To recap, the main product research and development began in early 2009 and was completed by late 2012. Then beta versions of the new products entered field testing in January 2013.
According to the company’s chief development coordinator Barbara Adair, “By 2013 early planning for version 3.0 of the products was already underway and included new fuzzy logic technology designed to work with typographical errors and uncommon spellings. Then development proceeded so well that in April 2013 the new technology was moved up to the version 2.0 cycle.”
Barbara pointed out, “The most complex fuzzy logic involves predicting likely misspellings or alterations. We look at numerous factors that may occur in the spelling of a name. Common examples are frequently reversed digraphs (a pair of letters used to make one phoneme or distinct sound), phonetic transcriptions, double letters typed as single letters, non-common characters, the number of letters in a name, where elements occur in a name, and hundreds of other possible factors.”
“A lot of research and field trials have gone into creating the fuzzy logic algorithms and their inclusion in our new products will substantially increase their power for users,” she added.
“The difference between a real name and a fuzzy version can be very slight and even difficult to notice at first glance,” Barbara said. “But they are different and can make a big difference in the success rate for businesses and organizations working with lists of names.”
Barbara notes, “A sizable majority of the Pro edition of both new products is built with fuzzy logic, but users not ready to dive into the new technology can purchase a Standard edition without fuzzy logic and easily add it later when they are ready by contacting the company for an upgrade.”
As for the easiest part of development, Barbara quickly cited the special precision gender coding information in pdGender filtered for languages, rare usage of unisex names by one gender, and other criteria.
“By the time we had established the language information in the master file and flagged name types and rare unisex usages, it was actually quite easy to draw out the gender coding fields,” she said. “This is a testament to the quality of the information and how straightforward it is to work with.”
Barbara said, “The new products do have a learning curve but are ultimately very easy to exploit. It may take a few uses, but those working with the data will appreciate more and more how the information is organized and presented. A lot of thought and field testing has gone into this.”
One result of the decision to build pdNickname and pdGender from the same master file is the strong compatibility between the two offerings.
“While pdNickname and pdGender can easily be used separately, when used jointly they make excellent partners,” Barbara said. “They are comprised of the same set of names and can be linked together with little effort.”
On November 1, 2013, Peacock Data demonstrated the products in front of participants gathered in their Chatsworth, California offices. By this time the new releases were almost ready to go and the development team working under Barbara began tweaking the final layouts and authoring the product documentation.
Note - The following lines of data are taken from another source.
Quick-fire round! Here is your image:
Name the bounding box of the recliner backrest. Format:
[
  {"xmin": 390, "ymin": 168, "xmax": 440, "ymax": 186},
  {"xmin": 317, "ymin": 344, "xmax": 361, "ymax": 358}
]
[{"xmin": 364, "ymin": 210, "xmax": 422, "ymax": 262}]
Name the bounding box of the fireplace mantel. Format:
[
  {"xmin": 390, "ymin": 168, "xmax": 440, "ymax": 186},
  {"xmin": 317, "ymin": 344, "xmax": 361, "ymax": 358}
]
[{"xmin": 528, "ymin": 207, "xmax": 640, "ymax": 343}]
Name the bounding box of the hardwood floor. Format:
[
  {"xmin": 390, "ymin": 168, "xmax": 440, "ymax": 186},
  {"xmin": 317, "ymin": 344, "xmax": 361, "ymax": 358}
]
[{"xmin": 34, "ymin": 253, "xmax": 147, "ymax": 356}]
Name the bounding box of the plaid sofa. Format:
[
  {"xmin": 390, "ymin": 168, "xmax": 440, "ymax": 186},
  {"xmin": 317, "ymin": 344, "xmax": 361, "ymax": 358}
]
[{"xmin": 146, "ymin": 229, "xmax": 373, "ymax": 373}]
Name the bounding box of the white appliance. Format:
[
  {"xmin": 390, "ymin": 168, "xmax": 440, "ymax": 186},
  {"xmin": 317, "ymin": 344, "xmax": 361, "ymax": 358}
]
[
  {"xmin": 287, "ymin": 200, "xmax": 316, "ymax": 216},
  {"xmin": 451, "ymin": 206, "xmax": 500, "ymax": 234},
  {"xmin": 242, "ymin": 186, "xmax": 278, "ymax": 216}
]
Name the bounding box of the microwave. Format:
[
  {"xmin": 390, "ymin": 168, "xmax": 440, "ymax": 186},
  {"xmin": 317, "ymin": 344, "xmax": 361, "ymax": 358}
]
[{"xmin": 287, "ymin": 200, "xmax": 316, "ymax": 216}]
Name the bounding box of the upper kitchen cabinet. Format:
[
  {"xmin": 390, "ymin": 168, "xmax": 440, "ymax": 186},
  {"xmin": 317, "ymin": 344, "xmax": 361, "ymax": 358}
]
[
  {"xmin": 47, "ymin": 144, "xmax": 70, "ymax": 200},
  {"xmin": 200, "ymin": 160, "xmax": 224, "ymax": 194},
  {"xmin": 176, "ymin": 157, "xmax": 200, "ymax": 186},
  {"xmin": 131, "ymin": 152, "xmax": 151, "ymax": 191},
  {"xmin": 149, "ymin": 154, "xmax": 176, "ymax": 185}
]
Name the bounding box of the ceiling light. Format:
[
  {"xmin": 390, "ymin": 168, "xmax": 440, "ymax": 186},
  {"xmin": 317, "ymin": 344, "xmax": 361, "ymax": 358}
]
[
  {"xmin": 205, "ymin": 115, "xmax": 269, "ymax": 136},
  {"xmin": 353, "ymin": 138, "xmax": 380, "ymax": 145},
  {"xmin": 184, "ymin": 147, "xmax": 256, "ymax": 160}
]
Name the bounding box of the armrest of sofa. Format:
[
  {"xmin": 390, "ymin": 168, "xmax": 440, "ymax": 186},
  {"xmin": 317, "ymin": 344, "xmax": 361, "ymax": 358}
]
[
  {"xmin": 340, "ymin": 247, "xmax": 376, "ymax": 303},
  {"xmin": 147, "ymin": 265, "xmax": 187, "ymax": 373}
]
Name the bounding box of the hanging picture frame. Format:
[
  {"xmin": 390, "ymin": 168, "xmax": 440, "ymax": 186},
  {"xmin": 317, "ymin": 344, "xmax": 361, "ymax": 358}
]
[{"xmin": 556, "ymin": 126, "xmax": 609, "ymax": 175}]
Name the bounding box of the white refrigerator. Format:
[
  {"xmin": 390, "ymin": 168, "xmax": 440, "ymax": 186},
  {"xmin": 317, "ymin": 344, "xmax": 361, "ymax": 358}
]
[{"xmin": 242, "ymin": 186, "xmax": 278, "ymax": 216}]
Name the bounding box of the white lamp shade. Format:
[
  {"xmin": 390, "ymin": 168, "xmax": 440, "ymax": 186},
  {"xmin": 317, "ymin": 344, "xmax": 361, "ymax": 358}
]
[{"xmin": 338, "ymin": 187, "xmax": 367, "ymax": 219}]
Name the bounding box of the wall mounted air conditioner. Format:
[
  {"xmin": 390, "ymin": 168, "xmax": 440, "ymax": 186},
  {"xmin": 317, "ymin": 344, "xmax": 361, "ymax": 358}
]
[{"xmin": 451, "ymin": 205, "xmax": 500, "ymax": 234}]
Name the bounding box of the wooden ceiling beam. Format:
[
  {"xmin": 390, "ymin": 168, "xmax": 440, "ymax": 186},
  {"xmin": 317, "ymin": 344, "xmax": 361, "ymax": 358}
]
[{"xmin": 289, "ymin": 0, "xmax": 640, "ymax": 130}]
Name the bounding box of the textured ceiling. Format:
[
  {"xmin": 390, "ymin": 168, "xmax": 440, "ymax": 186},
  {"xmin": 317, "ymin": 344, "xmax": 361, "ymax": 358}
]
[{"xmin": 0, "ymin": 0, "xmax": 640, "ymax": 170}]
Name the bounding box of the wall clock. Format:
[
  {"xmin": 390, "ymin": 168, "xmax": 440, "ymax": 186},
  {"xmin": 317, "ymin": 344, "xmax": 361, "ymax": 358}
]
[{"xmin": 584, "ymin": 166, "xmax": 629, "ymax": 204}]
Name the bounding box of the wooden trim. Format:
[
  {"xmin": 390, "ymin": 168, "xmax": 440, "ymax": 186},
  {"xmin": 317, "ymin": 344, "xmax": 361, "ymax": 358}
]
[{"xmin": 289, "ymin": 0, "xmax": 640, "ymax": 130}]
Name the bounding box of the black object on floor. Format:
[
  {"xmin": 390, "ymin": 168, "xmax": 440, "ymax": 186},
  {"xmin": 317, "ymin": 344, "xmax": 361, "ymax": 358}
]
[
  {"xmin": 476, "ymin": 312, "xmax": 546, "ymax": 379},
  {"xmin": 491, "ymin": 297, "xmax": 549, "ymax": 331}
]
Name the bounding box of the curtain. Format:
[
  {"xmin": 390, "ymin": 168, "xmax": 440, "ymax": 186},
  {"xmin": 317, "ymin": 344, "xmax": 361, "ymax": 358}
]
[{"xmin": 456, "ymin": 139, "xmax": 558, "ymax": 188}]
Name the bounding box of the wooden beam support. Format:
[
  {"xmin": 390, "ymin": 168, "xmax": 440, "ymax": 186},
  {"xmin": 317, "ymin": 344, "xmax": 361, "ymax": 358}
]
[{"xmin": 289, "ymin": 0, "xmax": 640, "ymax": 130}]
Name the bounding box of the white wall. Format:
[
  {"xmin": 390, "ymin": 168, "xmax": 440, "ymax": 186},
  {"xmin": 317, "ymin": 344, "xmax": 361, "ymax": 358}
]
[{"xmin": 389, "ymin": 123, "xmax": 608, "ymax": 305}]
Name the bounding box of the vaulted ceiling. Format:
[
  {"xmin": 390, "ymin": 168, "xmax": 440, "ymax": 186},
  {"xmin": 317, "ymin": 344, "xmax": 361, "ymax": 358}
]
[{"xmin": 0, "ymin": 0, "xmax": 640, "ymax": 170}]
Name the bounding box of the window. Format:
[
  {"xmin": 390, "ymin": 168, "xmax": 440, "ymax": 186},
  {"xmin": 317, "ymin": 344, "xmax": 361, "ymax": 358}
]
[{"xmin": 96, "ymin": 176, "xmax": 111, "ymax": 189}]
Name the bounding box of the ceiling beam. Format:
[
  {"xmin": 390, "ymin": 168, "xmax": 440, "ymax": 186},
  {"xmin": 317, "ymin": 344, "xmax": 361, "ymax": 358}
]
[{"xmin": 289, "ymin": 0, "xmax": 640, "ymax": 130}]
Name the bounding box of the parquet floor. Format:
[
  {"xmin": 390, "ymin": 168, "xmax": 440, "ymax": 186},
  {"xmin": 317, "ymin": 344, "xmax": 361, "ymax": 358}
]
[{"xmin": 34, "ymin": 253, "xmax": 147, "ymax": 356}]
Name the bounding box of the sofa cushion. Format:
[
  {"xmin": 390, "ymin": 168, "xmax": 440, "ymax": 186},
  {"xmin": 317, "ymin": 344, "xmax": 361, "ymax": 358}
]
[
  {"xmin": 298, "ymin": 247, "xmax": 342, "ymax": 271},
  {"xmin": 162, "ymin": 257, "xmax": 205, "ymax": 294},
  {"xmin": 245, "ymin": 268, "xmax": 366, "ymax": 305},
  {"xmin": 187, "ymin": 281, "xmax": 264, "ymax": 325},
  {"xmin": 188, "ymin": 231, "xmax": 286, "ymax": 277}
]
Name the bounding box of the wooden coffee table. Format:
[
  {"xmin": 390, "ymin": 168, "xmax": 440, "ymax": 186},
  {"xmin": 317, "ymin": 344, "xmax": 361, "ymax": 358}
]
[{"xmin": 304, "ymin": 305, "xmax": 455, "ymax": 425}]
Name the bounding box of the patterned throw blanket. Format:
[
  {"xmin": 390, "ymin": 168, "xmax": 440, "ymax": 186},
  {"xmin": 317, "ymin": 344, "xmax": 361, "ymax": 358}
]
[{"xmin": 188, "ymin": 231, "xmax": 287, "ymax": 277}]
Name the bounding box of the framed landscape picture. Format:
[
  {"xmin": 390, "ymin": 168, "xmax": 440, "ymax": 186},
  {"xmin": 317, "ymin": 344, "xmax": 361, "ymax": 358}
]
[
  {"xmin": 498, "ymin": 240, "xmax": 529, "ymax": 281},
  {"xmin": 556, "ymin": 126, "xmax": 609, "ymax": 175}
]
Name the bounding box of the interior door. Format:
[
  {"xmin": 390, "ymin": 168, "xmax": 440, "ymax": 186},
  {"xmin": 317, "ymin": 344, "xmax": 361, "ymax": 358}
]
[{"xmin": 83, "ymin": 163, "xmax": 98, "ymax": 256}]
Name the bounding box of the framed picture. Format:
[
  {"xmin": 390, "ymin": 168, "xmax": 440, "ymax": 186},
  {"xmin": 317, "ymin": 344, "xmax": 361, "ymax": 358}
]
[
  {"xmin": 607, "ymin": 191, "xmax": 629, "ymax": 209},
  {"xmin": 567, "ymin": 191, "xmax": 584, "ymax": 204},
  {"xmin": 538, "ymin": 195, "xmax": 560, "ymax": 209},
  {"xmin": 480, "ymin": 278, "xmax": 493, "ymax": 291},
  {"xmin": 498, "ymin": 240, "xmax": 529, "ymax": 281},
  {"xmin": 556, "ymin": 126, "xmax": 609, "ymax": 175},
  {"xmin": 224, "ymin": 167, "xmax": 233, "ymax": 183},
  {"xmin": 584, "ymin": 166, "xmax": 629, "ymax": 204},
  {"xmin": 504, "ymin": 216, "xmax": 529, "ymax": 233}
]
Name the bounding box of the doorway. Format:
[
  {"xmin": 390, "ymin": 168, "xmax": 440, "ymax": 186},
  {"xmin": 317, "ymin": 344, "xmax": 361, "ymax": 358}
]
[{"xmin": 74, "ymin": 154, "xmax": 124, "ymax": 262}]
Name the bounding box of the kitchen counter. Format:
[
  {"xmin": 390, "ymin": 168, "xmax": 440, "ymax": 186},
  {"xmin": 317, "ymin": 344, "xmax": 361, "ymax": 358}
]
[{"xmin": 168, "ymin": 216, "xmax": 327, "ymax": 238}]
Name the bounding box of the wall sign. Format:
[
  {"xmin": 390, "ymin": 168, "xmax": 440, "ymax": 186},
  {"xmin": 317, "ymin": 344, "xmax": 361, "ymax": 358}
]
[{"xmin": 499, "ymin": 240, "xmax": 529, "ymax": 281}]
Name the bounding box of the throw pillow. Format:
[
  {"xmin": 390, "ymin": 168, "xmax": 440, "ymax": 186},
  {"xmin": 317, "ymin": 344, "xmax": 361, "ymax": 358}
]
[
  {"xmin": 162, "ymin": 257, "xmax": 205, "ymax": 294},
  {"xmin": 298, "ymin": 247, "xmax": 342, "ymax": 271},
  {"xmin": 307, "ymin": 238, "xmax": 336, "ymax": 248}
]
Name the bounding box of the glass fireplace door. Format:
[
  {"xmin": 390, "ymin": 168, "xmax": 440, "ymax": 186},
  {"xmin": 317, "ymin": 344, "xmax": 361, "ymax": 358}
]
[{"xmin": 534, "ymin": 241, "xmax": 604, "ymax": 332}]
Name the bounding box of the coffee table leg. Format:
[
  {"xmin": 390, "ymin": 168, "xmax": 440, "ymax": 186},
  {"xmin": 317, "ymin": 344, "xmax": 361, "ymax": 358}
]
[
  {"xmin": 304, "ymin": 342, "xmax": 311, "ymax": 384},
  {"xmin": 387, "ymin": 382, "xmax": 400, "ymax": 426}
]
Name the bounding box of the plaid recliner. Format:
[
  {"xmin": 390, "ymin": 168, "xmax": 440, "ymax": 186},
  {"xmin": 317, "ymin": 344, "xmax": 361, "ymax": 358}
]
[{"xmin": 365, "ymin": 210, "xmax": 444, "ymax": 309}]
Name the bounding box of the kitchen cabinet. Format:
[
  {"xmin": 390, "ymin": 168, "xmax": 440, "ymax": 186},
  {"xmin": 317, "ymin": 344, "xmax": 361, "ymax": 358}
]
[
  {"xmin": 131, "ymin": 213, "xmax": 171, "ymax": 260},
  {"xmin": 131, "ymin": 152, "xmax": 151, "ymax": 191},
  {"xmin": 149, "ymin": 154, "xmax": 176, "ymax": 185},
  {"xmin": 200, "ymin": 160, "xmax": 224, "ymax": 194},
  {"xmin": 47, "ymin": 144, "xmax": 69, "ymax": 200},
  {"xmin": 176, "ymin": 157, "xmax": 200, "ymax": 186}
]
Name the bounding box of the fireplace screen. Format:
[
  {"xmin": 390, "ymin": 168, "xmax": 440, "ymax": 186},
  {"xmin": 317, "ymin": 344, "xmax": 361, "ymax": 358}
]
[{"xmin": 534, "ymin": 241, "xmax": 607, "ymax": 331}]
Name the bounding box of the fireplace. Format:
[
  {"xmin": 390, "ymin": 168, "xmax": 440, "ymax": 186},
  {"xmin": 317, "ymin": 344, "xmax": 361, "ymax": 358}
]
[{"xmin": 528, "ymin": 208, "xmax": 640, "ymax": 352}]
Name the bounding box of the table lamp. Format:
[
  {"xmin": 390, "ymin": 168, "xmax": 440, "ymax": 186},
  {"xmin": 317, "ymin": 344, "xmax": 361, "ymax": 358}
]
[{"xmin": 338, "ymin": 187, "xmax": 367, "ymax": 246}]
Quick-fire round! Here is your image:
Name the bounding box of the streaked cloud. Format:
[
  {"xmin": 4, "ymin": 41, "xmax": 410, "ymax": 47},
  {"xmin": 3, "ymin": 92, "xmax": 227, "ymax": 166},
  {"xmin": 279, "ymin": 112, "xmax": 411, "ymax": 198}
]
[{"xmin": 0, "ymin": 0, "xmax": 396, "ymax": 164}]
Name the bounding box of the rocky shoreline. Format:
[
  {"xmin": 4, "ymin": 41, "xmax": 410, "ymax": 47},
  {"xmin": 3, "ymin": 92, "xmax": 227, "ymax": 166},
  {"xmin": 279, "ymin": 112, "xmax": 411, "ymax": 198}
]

pdNickname 2.0 Pro and pdGender 2.0 Pro were released on Monday, December 30, 2013 and the Standard editions (without fuzzy logic) made their debut two weeks later.
pdNickname 2.0 Pro has 3.9 million records, including 2.61 million with fuzzy logic, and is 2.9 GB counting all formats and files. pdNickname 2.0 Standard has 1.28 million records, does not have fuzzy logic, and is 964 MG.
pdGender 2.0 Pro has 140,000 records, including 80,000 with fuzzy logic, and is 80.6 MB. pdGender 2.0 Standard has 60,000 records, does not have fuzzy logic, and is 25.5 MB.